Stimulus for Local Companies: We applaud the government’s commitment to assist local SMEs through programmes such as the Youth Relief Support. To make this effective, internal controls must be observed by keeping audit trails and ensure the Auditor General’s office has real-time oversight. This requires transparency over who gets the bailouts and subsidies, how the decisions were made, and whether the money is fairly distributed, including to women and informal businesses. A clearly defined criterion for beneficiaries should be developed and widely published; the application and adjudication process should be made public. The Treasury – working with the Financial Intelligence Centre – will need to collect information on the ultimate beneficial owners of companies receiving bailouts to guard against the funds being used to reward political networks. For instance, countries like Nigeria and Ghana are opening up who really owns and controls companies – allowing journalists and civil society to follow the money, report political and illicit dealings. For the stimulus to be effective it is vital for the government using the new Companies Act to collect and publish in open formats company ownership information to guard against political influence.

Providing Citizens with timely and accurate Information: Access to information is central to achieve effective response and recovery from Covid-19. Lessons from the early stages of the virus’ global spread have shown the devastating effects of disinformation and limiting information to citizens. Some governments downplayed or hid the seriousness of the pandemic, delayed disclosure of risks and threats to citizens, jeopardizing citizens’ lives that could have been saved with proactive disclosure. Access to timely and accurate information enables citizens to trust the government’s measures to respond to Covid-19, encouraging citizens to be active participants in supporting government efforts. For instance, Taiwan managed to maintain remarkably low levels of infections and deaths not through top-down control, but through government transparency, which built public trust and empowered social coordination.
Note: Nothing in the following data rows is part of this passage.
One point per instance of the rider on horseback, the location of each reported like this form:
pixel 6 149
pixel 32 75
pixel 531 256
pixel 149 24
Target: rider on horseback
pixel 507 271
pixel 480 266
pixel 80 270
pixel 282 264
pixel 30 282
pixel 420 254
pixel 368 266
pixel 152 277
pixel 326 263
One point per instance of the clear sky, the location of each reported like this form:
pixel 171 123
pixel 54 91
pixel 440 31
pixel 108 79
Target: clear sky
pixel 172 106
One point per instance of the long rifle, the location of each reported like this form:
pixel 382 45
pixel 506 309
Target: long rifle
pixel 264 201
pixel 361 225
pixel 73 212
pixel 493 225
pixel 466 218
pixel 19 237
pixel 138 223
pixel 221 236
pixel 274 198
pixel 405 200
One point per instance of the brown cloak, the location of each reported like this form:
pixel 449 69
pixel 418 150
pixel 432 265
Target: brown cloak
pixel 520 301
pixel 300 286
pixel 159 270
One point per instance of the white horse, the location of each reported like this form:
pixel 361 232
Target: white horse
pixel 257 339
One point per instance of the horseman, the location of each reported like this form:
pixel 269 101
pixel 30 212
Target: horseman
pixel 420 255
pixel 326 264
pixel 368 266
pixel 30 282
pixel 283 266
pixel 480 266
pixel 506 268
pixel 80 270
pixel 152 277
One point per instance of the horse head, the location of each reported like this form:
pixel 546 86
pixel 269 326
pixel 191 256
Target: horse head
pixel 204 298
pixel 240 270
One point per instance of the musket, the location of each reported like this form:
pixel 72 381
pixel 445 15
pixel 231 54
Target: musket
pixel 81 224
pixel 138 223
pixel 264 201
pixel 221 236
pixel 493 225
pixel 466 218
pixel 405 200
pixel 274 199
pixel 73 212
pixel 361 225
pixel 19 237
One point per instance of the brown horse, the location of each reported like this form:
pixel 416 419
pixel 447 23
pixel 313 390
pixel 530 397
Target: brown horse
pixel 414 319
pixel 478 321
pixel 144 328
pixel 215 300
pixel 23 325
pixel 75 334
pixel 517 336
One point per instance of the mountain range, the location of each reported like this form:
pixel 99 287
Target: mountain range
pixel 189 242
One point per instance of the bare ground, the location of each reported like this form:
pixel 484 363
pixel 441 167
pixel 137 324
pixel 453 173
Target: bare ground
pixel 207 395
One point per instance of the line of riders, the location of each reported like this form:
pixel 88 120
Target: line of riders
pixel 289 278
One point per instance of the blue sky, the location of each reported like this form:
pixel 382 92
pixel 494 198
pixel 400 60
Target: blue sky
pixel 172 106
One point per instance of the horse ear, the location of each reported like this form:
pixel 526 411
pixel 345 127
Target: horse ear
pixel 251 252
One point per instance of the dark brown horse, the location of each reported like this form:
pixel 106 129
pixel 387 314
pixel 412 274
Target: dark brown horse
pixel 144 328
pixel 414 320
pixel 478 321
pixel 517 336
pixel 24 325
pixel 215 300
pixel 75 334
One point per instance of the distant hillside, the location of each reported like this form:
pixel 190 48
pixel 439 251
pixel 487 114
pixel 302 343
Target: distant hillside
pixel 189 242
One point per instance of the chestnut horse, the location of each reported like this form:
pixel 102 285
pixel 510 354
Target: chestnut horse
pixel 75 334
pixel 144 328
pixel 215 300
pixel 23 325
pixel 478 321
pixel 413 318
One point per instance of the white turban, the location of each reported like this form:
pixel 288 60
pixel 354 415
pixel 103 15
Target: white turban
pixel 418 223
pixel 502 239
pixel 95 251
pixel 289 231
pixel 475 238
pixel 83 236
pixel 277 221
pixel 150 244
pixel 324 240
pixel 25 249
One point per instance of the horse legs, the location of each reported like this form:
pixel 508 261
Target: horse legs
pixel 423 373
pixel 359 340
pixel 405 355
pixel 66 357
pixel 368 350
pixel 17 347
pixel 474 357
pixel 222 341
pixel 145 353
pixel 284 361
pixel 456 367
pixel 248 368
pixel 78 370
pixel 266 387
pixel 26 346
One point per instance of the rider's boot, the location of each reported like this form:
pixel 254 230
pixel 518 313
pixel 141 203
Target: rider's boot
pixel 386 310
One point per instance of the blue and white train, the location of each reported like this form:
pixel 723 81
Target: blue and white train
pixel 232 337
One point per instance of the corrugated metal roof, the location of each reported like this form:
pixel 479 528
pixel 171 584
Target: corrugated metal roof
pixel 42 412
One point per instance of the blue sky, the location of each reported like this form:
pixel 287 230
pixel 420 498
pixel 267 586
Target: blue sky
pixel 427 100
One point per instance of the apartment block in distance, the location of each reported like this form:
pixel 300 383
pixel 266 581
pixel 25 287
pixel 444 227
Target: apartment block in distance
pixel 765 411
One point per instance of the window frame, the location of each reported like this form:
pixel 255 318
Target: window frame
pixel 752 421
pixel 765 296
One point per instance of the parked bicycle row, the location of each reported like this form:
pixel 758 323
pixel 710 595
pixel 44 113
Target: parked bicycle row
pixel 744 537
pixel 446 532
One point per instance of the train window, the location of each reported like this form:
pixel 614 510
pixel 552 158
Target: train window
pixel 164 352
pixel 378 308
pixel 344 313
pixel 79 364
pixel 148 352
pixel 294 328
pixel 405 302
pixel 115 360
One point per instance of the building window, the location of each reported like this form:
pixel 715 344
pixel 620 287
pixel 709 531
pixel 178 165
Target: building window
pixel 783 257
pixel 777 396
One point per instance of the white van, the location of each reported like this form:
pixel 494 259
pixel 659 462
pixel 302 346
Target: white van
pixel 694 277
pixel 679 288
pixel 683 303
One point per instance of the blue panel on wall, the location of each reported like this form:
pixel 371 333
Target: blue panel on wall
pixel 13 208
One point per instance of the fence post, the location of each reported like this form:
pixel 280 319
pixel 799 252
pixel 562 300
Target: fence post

Through the Face Mask Map, the government disseminated real-time, location-specific data to the public on mask availability, empowering citizens to collaborate and reallocate rations through trades and donations to those who most needed them. 

Mr President, there is an opportunity for Zimbabwe to become one of the regional leaders with a post-Covid recovery approach that is driven by openness and accountability, which has dividends for government, business and citizens. At the core of government’s response and recovery approach should be citizens in order to gain their trust and that of the international community. It is citizens that are being affected by the pandemic, it is the same citizens that should become central to the government’s response and recovery measures.